チェルフィッチュ×藤倉大 with アンサンブル・ノマド『リビングルームのメタモルフォーシス』2024

リビングルームメタモルフォーシス』 2日目と4日目を観た(9月21日 土曜 14:00,25日 水曜 19: 00/芸劇シアターイースト)。

2021年11月にタワーホール船橋でやったワーク・イン・プログレスは、第1部のみだった。あのときリビングルームの役者たちはシモテ側、演奏者はその真横カミテ側に陣取った。が、写真によれば23年5月のウィーン世界初演と同様、この公演でもリビングルームの位置はそのままで、演奏者は役者たちより手前に配置された。また1部の内容は変わっていないと思うが、続く第2部、第3部は驚きの展開に。

以下、だらだらとメモする。

作・演出:岡田利規/作曲:藤倉 大/出演:青柳いづみ、朝倉千恵子、川﨑麻里子、椎橋綾那、矢澤 誠、渡邊まな実/演奏:アンサンブル・ノマド

音響:白石安紀/音響スーパーバイザー:石丸耕一(東京芸術劇場)/照明:髙田政義(RYU)/衣裳:藤谷香子(FAIFAI)/美術:dot architects/ドラマトゥルク:横堀応彦/技術監督:守山真利恵/舞台監督:湯山千景/テクニカルアドバイザー:川上大二郎(スケラボ)/英語翻訳:アヤ・オガワ/宣伝美術:岡﨑真理子(REFLECTA, Inc.)/プロデューサー:水野恵美(precog)、黄木多美子(precog)/プロダクションマネージャー:武田侑子/アシスタントプロダクションマネージャー:遠藤七海/委嘱:Wiener Festwochen/製作:Wiener Festwochen、一般社団法人チェルフィッチュ/共同製作:KunstFestSpiele Herrenhausen、Holland Festival、愛知県芸術劇場独立行政法人国際交流基金/企画制作:株式会社precog/主催:東京芸術祭実⾏委員会[公益財団法⼈東京都歴史⽂化財団(東京芸術劇場・アーツカウンシル東京)、東京都]/助成:文化庁文化芸術振興費補助金(劇場・音楽堂等機能強化推進事業(劇場・音楽堂等機能強化総合支援事業))独立行政法人日本芸術文化振興会/協賛:アサヒグループジャパン株式会社

手前に弦楽カルテット+ファゴットコントラファゴット)+クラリネットバスクラリネット)+チェレスタ、その奥シモテ半分にリビングルームの調度(ソファー、テーブル、サイドボード等)と窓枠がある。

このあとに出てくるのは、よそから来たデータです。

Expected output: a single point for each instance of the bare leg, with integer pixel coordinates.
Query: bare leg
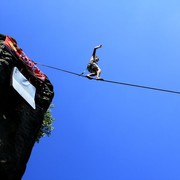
(98, 73)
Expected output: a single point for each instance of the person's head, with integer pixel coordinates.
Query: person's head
(96, 58)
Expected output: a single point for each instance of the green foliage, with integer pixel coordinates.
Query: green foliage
(47, 126)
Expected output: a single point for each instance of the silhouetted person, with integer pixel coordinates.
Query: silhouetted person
(93, 67)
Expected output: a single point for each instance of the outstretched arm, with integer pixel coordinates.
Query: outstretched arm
(94, 51)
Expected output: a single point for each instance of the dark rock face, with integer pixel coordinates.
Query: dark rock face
(19, 122)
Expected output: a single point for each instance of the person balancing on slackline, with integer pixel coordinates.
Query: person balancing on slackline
(93, 67)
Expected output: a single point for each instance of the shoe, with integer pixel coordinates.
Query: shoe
(89, 77)
(99, 78)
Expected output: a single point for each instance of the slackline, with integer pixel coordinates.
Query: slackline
(110, 81)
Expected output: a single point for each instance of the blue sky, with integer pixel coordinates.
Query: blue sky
(102, 130)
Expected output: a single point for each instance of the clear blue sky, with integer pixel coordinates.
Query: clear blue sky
(104, 131)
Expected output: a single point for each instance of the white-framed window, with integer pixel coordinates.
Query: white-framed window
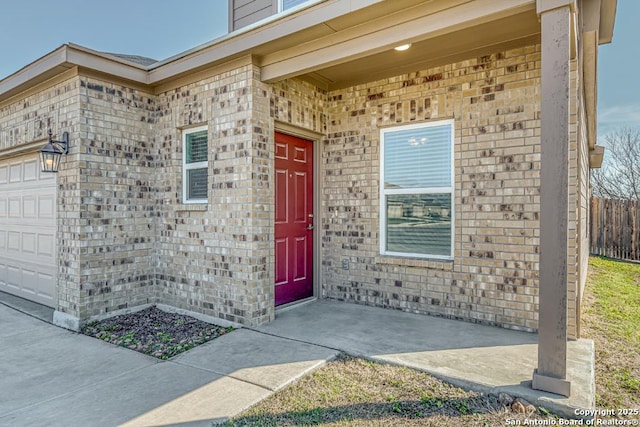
(417, 190)
(195, 165)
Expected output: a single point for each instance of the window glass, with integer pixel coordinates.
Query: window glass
(418, 158)
(419, 224)
(195, 166)
(196, 145)
(197, 184)
(416, 198)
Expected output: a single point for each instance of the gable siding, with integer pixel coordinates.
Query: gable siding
(246, 12)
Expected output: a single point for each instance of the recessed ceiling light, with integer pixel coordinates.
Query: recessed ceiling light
(403, 47)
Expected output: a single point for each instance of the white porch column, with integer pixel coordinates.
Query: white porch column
(556, 17)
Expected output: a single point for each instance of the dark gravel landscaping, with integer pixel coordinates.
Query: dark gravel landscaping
(155, 332)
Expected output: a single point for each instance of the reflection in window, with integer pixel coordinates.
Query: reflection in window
(195, 165)
(417, 195)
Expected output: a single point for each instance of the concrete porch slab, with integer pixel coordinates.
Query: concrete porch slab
(481, 358)
(264, 360)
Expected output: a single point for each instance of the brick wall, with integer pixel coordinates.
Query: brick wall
(26, 119)
(114, 205)
(214, 258)
(495, 101)
(126, 238)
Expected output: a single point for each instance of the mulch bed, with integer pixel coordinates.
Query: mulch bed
(155, 332)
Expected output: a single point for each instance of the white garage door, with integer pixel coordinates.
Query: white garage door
(27, 230)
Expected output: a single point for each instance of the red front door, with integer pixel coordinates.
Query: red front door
(294, 218)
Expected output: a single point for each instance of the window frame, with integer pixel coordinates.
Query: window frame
(186, 167)
(422, 190)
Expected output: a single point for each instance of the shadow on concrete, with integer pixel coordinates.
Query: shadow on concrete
(51, 376)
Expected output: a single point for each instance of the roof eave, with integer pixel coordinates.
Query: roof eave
(66, 57)
(607, 21)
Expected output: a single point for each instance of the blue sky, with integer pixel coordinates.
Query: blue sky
(162, 28)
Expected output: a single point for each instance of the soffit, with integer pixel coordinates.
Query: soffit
(518, 30)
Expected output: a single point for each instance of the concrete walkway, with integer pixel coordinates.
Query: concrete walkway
(50, 376)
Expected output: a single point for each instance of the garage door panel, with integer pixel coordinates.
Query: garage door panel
(13, 242)
(14, 277)
(46, 207)
(15, 172)
(46, 285)
(29, 207)
(29, 281)
(14, 207)
(27, 230)
(29, 243)
(45, 245)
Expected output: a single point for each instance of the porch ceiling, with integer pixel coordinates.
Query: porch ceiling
(441, 32)
(505, 33)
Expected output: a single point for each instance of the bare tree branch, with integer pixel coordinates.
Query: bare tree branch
(619, 177)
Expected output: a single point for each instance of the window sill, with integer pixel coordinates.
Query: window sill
(436, 264)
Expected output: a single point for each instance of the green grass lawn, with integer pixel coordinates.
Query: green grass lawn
(355, 392)
(611, 317)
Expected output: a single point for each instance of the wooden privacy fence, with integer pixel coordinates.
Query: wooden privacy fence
(615, 228)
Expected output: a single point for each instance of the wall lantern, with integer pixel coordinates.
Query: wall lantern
(51, 153)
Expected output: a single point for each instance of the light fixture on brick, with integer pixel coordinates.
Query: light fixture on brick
(51, 153)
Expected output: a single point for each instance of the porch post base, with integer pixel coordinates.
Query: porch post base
(551, 384)
(66, 321)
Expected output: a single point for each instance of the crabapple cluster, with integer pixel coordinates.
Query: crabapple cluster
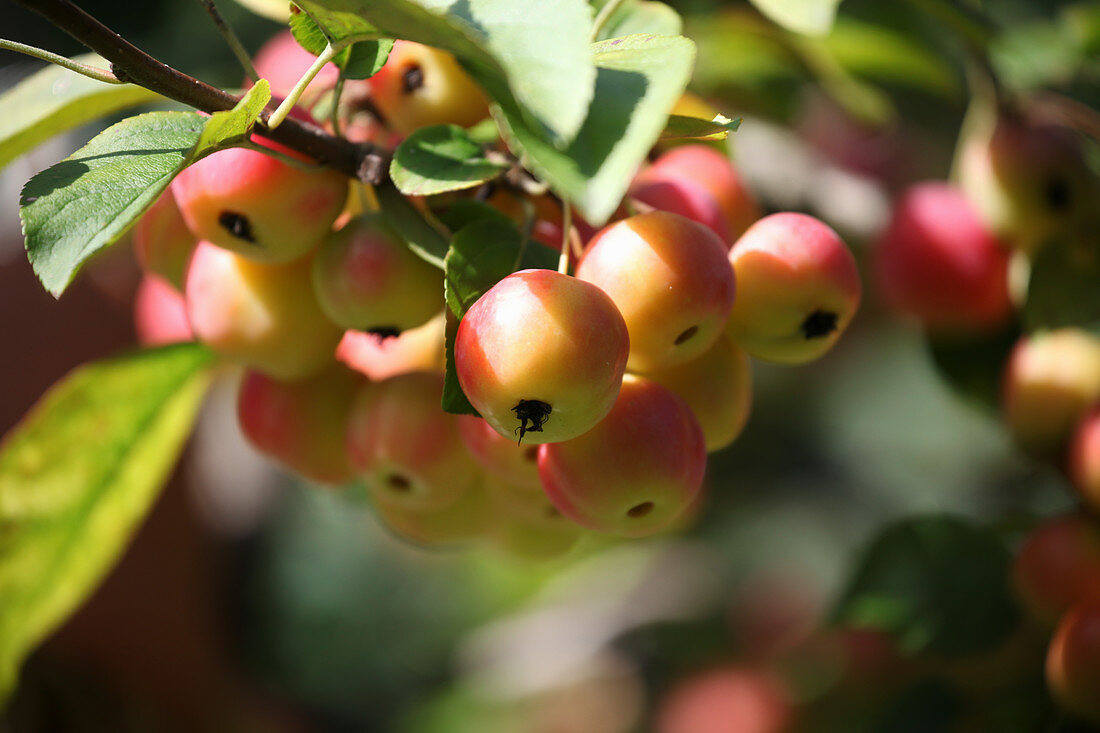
(598, 393)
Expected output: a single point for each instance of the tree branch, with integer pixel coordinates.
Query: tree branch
(131, 64)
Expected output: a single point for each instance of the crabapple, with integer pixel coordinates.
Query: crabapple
(257, 206)
(300, 424)
(541, 354)
(1049, 382)
(263, 315)
(798, 288)
(636, 471)
(1073, 662)
(420, 85)
(669, 277)
(416, 350)
(405, 446)
(717, 386)
(163, 242)
(1057, 566)
(937, 262)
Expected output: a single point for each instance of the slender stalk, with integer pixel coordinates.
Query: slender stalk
(83, 69)
(231, 39)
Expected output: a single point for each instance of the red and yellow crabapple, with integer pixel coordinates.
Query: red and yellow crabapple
(798, 288)
(669, 277)
(366, 279)
(541, 356)
(405, 446)
(636, 471)
(420, 86)
(1051, 381)
(300, 424)
(937, 262)
(259, 206)
(262, 315)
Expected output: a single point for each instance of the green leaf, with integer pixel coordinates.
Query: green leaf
(55, 100)
(77, 474)
(805, 17)
(77, 207)
(640, 77)
(531, 58)
(439, 159)
(938, 583)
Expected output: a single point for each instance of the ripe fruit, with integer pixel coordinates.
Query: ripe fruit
(1073, 662)
(405, 446)
(1051, 380)
(259, 206)
(300, 424)
(669, 277)
(718, 389)
(263, 315)
(1058, 566)
(541, 356)
(366, 279)
(420, 85)
(937, 262)
(635, 472)
(798, 288)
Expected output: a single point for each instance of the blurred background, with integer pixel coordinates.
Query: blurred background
(250, 601)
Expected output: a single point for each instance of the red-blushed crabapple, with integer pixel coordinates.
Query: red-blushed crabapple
(669, 277)
(163, 242)
(717, 385)
(1057, 566)
(798, 288)
(259, 206)
(420, 85)
(1082, 461)
(367, 279)
(541, 356)
(501, 457)
(636, 471)
(160, 314)
(1052, 379)
(1073, 662)
(300, 424)
(416, 350)
(937, 262)
(713, 170)
(405, 447)
(262, 315)
(725, 700)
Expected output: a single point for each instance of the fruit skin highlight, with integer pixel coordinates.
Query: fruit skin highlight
(541, 356)
(798, 288)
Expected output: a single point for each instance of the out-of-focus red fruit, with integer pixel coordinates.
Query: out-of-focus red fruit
(798, 288)
(938, 263)
(669, 277)
(301, 425)
(416, 350)
(1073, 662)
(636, 471)
(262, 315)
(1051, 381)
(726, 700)
(160, 314)
(163, 242)
(1057, 567)
(406, 448)
(541, 356)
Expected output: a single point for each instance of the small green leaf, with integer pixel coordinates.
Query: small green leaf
(77, 207)
(939, 584)
(77, 474)
(55, 100)
(440, 159)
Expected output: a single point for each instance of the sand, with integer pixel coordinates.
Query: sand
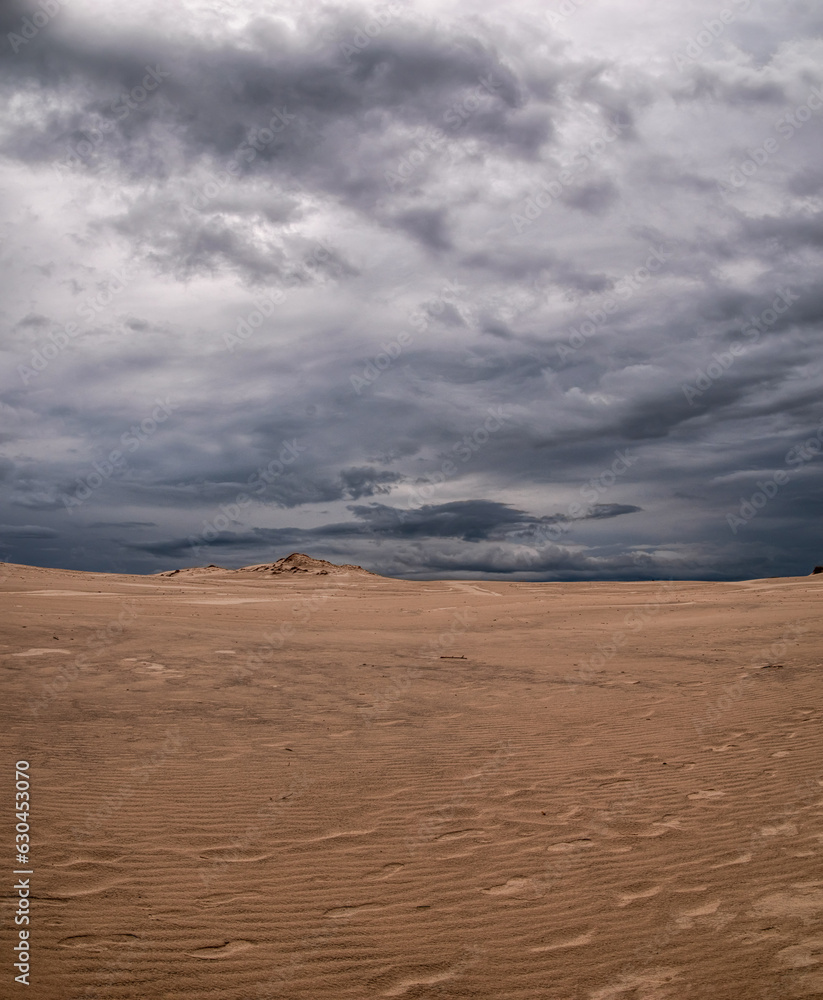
(304, 785)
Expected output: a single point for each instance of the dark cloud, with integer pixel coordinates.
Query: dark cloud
(380, 263)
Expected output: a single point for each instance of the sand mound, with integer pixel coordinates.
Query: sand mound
(195, 571)
(298, 563)
(272, 789)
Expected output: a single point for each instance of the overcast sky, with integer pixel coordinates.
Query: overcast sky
(444, 289)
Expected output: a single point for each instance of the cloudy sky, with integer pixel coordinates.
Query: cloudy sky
(444, 289)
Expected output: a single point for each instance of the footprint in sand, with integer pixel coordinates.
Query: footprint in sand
(386, 871)
(801, 903)
(627, 898)
(575, 942)
(97, 941)
(511, 888)
(338, 912)
(802, 955)
(567, 846)
(225, 950)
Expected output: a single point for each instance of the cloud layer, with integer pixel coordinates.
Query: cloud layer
(445, 290)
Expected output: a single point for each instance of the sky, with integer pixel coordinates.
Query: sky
(519, 292)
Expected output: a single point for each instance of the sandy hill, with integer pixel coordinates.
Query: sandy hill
(298, 563)
(346, 786)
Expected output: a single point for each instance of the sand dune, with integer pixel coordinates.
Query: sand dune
(288, 783)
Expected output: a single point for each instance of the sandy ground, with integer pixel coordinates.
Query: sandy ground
(345, 786)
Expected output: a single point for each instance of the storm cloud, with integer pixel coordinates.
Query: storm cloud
(444, 290)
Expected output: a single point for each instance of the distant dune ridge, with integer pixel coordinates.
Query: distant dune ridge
(301, 780)
(298, 563)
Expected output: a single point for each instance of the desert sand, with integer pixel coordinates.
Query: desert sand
(288, 783)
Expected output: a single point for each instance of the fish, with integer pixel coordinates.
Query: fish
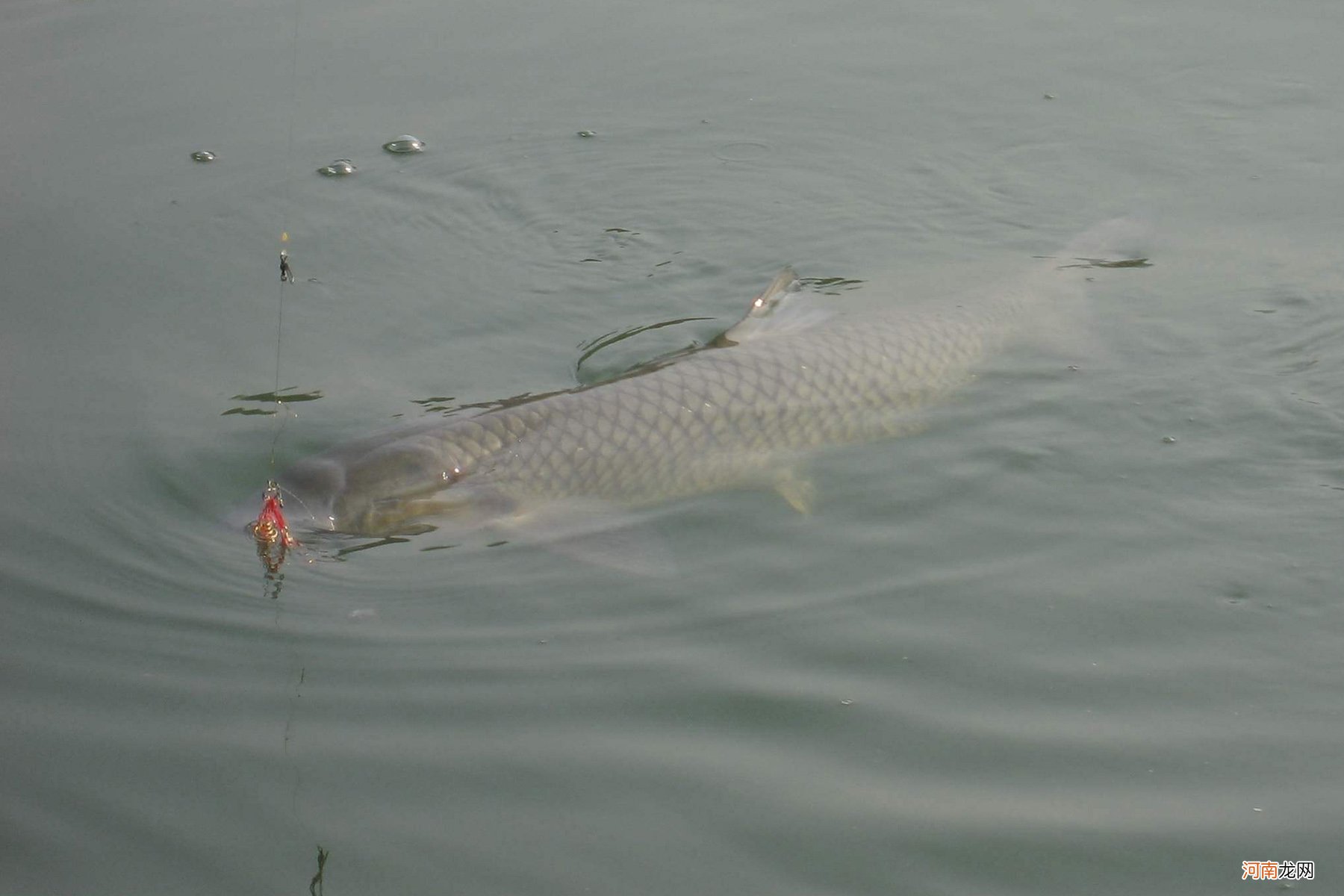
(796, 374)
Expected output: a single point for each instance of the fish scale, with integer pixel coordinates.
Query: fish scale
(712, 418)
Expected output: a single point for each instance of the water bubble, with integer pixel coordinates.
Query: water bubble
(337, 168)
(405, 144)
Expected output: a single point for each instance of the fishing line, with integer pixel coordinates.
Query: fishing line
(270, 531)
(287, 276)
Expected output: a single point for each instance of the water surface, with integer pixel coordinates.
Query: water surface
(1082, 635)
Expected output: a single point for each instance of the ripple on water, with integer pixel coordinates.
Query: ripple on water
(744, 151)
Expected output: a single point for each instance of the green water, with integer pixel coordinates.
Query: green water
(1081, 635)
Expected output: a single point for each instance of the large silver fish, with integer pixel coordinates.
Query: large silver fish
(794, 374)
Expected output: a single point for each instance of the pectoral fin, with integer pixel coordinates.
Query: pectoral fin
(797, 491)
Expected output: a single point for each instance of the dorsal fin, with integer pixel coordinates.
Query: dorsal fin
(781, 307)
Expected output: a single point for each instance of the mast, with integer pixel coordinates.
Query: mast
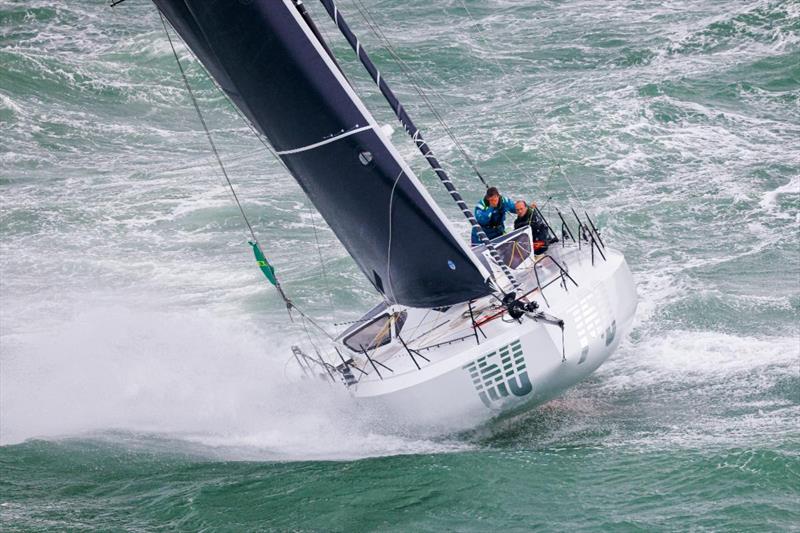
(275, 69)
(415, 133)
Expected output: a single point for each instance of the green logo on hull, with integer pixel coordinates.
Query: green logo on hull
(500, 372)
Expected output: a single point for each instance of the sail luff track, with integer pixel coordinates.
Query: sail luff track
(274, 68)
(415, 133)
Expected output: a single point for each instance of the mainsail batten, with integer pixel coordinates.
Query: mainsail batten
(273, 67)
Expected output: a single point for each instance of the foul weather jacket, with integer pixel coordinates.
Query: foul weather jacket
(492, 219)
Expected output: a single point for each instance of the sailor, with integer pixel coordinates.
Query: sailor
(491, 214)
(524, 214)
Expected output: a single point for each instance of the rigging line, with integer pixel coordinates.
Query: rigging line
(519, 101)
(324, 269)
(389, 251)
(289, 304)
(205, 127)
(416, 83)
(416, 135)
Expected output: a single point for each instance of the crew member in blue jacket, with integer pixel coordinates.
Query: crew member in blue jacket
(491, 214)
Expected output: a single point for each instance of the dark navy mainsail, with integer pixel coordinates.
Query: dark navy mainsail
(273, 67)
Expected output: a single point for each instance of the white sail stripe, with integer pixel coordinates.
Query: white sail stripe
(486, 273)
(326, 141)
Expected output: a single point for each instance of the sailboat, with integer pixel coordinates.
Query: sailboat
(462, 333)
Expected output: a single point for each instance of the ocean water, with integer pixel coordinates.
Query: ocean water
(144, 382)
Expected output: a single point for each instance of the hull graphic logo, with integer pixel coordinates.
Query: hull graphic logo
(499, 373)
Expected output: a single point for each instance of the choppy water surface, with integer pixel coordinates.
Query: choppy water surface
(142, 356)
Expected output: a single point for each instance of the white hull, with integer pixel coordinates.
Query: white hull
(517, 363)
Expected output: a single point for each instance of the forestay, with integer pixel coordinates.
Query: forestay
(271, 65)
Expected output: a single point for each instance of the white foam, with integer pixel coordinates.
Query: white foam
(190, 375)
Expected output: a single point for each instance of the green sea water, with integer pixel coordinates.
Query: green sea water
(144, 382)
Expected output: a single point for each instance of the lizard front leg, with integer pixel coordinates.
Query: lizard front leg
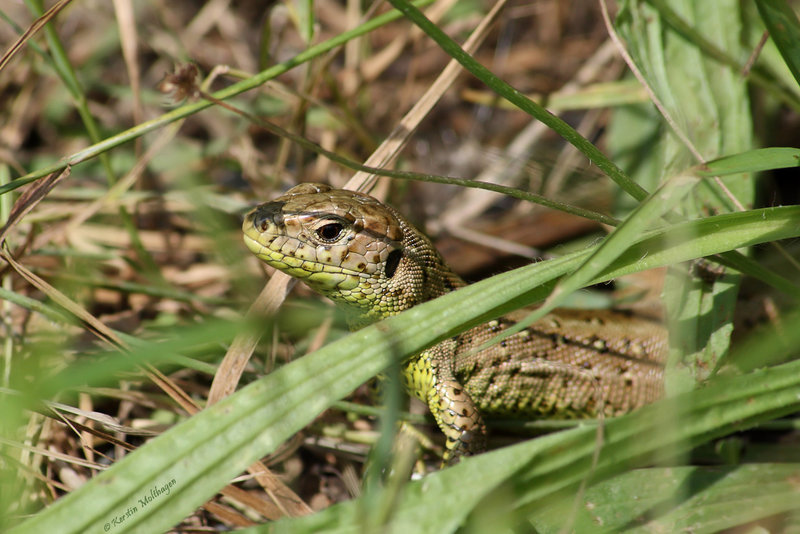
(430, 378)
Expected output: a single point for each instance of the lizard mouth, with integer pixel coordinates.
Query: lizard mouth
(312, 272)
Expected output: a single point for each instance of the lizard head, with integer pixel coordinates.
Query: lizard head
(349, 247)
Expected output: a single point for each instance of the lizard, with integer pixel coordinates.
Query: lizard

丘の上の家に住む六人家族。一見、家族に見えないが、衣装やセリフからなんとなく分かる。臙脂のガウンを羽織った「父」以外、ジェンダーフリーな言葉遣い。例の感情を抜いた発話と相俟って「感情同化」を許さない。

黒系のきらきらドレス(椎橋綾那):気配を感じる、気配の流れ、生きているものなのか、そうでないのか/緑のスリッパ(青柳いずみ):窓外はひどい雨(cats and dogs)/アノラック(朝倉千恵子):ベランダに毛布を干したままだ/ガウン父(矢澤誠):なんでそんなことをした、普段やらないようなことをするからだ。気配を感じる? 気のせいだ/ヘアバンド母(川崎麻里子):午前に管理会社から立ち退きの、賃貸契約の破棄を匂わす電話があった。ざわざわする/緑のスリッパ:われわれには居住権があり、法律で守られているから心配ない。手紙でガツンと言ってやる…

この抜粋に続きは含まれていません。